14. A non-transitory machine-readable medium, comprising executable instructions that, when executed by a processing system including a processor, facilitate performance of operations, the operations comprising:
analyzing first data from a voice communication session;
determining, based on the analyzing, that the first data deviates from a model in a first amount that is greater than a threshold in terms of at least one of packet loss or packet delay; and
based on the determining, implementing a modification such that second data of the voice communication session deviates from the model in a second amount that is less than the threshold.
15. The non-transitory machine-readable medium of claim 14, wherein the voice communication session involves a first user equipment, and wherein the implementing of the modification comprises handing over the voice communication session from a first base station to a second base station.

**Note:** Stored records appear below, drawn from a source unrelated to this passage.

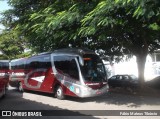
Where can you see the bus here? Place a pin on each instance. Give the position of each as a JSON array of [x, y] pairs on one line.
[[4, 77], [73, 72]]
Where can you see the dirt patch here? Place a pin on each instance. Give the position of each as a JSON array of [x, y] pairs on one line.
[[146, 91]]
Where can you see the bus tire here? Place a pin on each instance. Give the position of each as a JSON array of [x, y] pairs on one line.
[[20, 87], [59, 93]]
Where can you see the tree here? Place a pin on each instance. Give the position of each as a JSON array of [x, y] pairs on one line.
[[127, 27], [49, 25]]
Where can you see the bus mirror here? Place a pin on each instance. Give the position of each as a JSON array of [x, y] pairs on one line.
[[81, 61]]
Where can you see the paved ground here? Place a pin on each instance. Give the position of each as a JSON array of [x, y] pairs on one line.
[[76, 106]]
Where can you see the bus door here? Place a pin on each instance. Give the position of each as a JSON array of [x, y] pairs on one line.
[[37, 77], [66, 71]]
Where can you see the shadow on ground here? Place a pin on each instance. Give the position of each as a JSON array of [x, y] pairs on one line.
[[118, 97], [13, 101]]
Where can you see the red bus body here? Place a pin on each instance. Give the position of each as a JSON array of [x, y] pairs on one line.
[[62, 72], [4, 76]]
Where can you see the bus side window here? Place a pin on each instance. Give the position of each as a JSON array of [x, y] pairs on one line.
[[66, 65]]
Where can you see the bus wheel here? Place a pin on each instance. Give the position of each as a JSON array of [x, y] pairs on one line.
[[59, 93], [20, 87]]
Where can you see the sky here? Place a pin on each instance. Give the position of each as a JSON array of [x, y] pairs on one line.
[[3, 6]]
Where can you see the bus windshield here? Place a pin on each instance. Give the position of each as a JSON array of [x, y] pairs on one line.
[[93, 69]]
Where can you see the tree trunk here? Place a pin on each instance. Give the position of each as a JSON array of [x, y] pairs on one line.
[[141, 60]]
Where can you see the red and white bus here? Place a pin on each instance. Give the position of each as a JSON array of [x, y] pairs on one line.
[[4, 76], [73, 72]]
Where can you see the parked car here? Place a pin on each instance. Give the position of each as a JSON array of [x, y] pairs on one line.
[[4, 76], [124, 81], [154, 83]]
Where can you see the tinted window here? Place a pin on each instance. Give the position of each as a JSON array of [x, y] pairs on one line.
[[67, 66], [93, 69], [19, 64], [4, 65], [39, 62], [113, 78]]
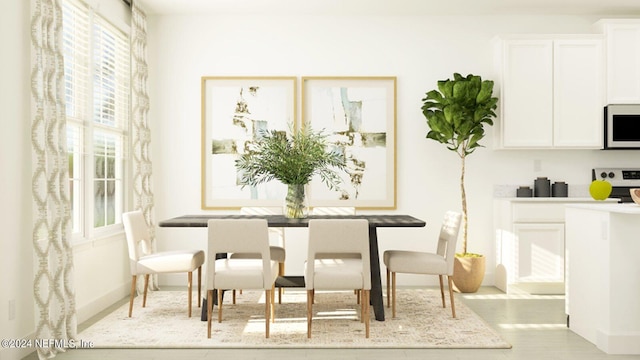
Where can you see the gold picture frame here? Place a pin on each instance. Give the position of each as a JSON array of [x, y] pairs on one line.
[[359, 114], [234, 110]]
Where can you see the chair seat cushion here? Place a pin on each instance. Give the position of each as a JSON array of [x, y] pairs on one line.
[[415, 262], [243, 274], [170, 261], [277, 254], [338, 274]]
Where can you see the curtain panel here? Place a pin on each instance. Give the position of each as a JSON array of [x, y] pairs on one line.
[[140, 129], [53, 288]]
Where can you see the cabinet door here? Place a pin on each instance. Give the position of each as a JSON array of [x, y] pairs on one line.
[[623, 63], [540, 253], [527, 96], [578, 99]]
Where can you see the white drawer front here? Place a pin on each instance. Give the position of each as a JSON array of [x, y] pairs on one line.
[[546, 212]]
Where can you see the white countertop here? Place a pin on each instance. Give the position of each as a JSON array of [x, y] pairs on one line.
[[559, 199], [626, 208]]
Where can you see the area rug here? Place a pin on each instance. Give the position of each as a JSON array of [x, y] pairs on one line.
[[421, 322]]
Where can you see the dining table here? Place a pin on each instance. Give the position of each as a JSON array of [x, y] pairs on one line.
[[280, 221]]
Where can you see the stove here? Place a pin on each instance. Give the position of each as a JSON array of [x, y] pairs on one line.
[[621, 179]]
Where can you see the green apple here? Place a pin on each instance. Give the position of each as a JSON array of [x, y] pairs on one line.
[[600, 189]]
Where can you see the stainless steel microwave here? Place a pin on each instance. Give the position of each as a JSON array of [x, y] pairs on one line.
[[622, 126]]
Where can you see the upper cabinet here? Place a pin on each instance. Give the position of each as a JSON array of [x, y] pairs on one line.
[[622, 42], [551, 92]]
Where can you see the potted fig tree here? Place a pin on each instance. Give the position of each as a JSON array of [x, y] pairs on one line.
[[456, 114]]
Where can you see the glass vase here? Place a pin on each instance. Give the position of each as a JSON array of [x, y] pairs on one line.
[[296, 202]]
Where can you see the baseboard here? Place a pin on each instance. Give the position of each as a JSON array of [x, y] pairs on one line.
[[93, 308]]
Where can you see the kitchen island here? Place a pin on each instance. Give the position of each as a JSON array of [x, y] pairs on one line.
[[603, 275]]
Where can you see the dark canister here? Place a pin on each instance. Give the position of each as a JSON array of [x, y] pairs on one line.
[[524, 191], [559, 189], [542, 187]]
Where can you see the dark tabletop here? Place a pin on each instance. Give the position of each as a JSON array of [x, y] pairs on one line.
[[282, 221]]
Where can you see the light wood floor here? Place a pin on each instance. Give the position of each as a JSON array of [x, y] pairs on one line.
[[534, 325]]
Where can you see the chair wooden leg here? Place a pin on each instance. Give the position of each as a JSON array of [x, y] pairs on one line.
[[453, 306], [366, 294], [280, 290], [199, 281], [442, 291], [388, 288], [219, 305], [267, 312], [363, 305], [209, 311], [189, 290], [146, 286], [393, 294], [133, 290], [309, 312]]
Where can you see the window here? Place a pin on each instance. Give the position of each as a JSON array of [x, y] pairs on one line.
[[97, 93]]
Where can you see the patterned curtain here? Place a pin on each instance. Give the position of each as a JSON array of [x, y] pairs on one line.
[[53, 288], [141, 133]]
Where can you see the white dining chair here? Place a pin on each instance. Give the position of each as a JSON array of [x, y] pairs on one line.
[[276, 235], [143, 261], [338, 236], [241, 236], [416, 262], [337, 210]]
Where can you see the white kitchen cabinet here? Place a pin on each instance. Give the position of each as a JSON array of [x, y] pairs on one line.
[[551, 93], [603, 290], [530, 243], [622, 49]]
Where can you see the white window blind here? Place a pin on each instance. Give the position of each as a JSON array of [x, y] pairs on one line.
[[97, 89]]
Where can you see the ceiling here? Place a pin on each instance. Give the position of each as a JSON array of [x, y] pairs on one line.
[[613, 8]]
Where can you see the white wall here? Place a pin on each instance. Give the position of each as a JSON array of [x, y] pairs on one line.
[[418, 50]]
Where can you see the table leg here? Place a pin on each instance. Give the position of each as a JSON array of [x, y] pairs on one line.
[[376, 282]]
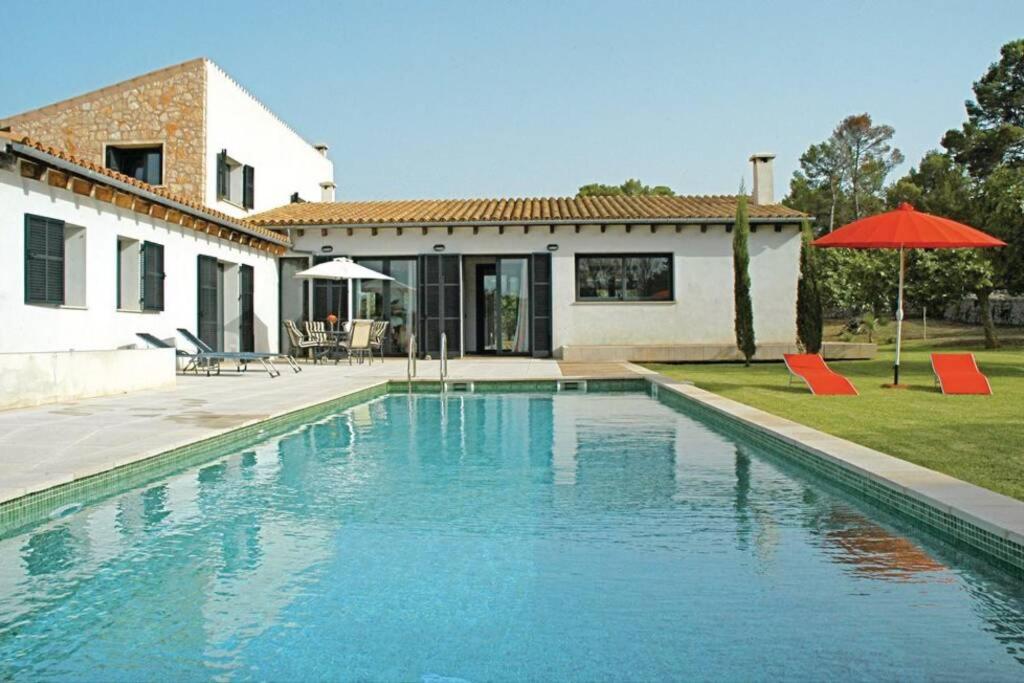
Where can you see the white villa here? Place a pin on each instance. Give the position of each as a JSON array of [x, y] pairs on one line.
[[177, 200]]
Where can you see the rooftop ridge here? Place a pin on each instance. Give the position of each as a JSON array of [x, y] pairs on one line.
[[255, 99], [702, 208]]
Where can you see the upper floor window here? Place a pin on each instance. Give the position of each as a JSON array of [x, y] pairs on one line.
[[624, 278], [142, 162], [236, 181], [54, 262]]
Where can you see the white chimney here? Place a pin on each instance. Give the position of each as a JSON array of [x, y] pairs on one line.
[[327, 190], [764, 179]]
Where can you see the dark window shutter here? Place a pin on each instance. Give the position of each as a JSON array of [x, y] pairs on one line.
[[248, 186], [153, 276], [222, 181], [247, 309], [540, 304], [43, 260], [209, 296]]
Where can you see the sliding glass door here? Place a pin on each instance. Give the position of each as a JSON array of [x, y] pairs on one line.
[[503, 306], [390, 300]]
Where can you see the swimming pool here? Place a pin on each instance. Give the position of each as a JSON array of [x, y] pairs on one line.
[[499, 537]]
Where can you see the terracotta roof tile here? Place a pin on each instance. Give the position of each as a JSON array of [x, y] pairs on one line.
[[517, 210]]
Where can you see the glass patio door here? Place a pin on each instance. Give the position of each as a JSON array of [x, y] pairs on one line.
[[503, 306], [390, 300]]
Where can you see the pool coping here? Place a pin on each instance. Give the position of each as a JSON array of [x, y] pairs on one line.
[[989, 523]]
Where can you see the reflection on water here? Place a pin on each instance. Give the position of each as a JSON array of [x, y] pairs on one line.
[[872, 552], [497, 538]]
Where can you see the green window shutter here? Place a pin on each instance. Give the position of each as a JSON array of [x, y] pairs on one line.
[[222, 180], [248, 186], [44, 256], [153, 276]]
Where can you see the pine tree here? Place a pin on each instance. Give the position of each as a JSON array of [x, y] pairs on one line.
[[809, 319], [741, 287]]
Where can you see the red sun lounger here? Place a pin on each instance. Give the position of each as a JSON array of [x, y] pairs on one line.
[[957, 373], [819, 378]]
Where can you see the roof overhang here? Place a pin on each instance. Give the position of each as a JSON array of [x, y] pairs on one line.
[[32, 153], [711, 220]]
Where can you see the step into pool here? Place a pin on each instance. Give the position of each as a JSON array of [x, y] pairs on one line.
[[476, 537]]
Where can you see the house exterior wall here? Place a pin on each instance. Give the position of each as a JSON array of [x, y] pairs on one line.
[[284, 162], [702, 308], [98, 325], [163, 107]]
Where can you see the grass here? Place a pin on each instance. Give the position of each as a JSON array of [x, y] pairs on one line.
[[976, 438]]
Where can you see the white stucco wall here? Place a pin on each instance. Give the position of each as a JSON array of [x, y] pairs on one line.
[[98, 325], [284, 162], [34, 379], [700, 313]]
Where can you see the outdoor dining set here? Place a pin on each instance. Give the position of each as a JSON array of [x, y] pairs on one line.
[[358, 339]]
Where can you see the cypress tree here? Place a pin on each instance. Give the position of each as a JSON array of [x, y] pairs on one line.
[[741, 282], [809, 318]]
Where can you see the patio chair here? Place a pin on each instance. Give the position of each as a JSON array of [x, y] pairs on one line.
[[299, 340], [242, 358], [958, 374], [377, 334], [196, 360], [820, 379], [357, 343]]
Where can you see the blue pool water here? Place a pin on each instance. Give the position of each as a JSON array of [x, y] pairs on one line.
[[481, 538]]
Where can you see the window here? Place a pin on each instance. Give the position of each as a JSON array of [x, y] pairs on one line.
[[54, 262], [625, 278], [143, 163], [129, 281], [236, 181], [140, 275]]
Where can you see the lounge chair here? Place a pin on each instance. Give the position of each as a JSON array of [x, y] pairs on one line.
[[300, 341], [819, 378], [323, 343], [196, 360], [357, 343], [242, 357], [377, 334], [958, 374]]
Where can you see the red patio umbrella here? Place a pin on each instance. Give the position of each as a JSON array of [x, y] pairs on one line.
[[906, 228]]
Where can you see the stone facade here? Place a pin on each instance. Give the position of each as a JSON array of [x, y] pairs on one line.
[[166, 105]]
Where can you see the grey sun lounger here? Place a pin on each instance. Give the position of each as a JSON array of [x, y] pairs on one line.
[[196, 360], [244, 357]]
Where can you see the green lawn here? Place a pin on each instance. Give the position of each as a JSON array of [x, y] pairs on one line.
[[976, 438]]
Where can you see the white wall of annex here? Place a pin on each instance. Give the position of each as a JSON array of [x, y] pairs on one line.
[[700, 313], [284, 162], [98, 325]]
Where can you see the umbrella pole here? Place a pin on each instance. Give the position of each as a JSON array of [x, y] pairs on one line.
[[348, 290], [899, 318]]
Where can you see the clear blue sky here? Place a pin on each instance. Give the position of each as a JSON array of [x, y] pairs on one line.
[[424, 99]]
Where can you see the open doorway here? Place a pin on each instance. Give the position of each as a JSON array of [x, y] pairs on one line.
[[497, 305]]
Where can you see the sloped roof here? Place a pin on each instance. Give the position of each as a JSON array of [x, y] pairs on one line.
[[246, 226], [527, 210]]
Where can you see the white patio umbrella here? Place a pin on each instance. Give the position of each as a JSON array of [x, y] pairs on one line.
[[341, 268]]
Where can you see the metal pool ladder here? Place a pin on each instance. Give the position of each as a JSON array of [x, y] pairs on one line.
[[411, 361], [443, 358]]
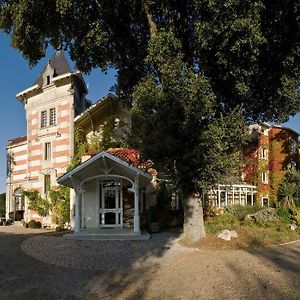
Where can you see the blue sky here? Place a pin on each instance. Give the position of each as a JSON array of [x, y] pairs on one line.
[[15, 76]]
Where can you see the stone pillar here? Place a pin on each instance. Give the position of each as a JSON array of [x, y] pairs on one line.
[[136, 218]]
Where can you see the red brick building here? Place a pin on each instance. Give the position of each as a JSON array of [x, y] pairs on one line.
[[272, 152]]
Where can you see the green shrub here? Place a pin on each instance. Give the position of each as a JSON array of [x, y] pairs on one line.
[[226, 221], [32, 224], [284, 214], [38, 225], [240, 211]]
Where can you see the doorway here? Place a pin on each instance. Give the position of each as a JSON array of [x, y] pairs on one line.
[[111, 204]]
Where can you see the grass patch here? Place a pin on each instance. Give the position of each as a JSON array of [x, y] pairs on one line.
[[250, 233]]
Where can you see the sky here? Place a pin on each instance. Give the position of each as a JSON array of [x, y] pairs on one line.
[[16, 76]]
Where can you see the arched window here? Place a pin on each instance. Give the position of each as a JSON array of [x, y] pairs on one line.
[[19, 200]]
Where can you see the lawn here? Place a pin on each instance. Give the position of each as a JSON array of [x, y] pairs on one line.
[[251, 233]]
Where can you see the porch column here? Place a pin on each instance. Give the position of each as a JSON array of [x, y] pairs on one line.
[[78, 191], [77, 211], [136, 218], [219, 197]]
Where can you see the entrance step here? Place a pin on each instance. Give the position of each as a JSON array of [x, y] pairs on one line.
[[108, 235]]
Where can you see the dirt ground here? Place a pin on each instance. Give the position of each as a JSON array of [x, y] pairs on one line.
[[256, 273], [259, 273]]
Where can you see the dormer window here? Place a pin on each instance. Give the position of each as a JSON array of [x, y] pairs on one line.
[[264, 153], [52, 117], [54, 73], [293, 145], [265, 131], [265, 177], [43, 119], [51, 121]]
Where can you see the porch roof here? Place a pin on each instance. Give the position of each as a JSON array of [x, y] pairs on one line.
[[107, 166]]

16. The non-transitory machine-readable medium of claim 15, wherein the voice communication session involves a second user equipment, and wherein the deviation from the model in the first amount is based on a characteristic of a communication link between the second user equipment and a third base station.
17. The non-transitory machine-readable medium of claim 16, wherein the first base station and the second base station are associated with a first network operator and the third base station is associated with a second network operator that is different from the first network operator.
18. A method, comprising:
analyzing, by a processing system including a processor, at least first data from a voice communication session;
generating, by the processing system and based on the analyzing, a prediction that second data associated with the voice communication session is likely to experience degradation in an amount greater than a threshold;
identifying, by the processing system and based on the generating, a source of the degradation; and
implementing, by the processing system and based on the identifying, a modification to at least one of a user equipment or a network resource.
19. The method of claim 18, further comprising:
obtaining, by the processing system, the first data from a probe.
20. The method of claim 18, wherein the at least first data includes second data, wherein the first data is associated with a data plane, and wherein the second data is associated with a control plane.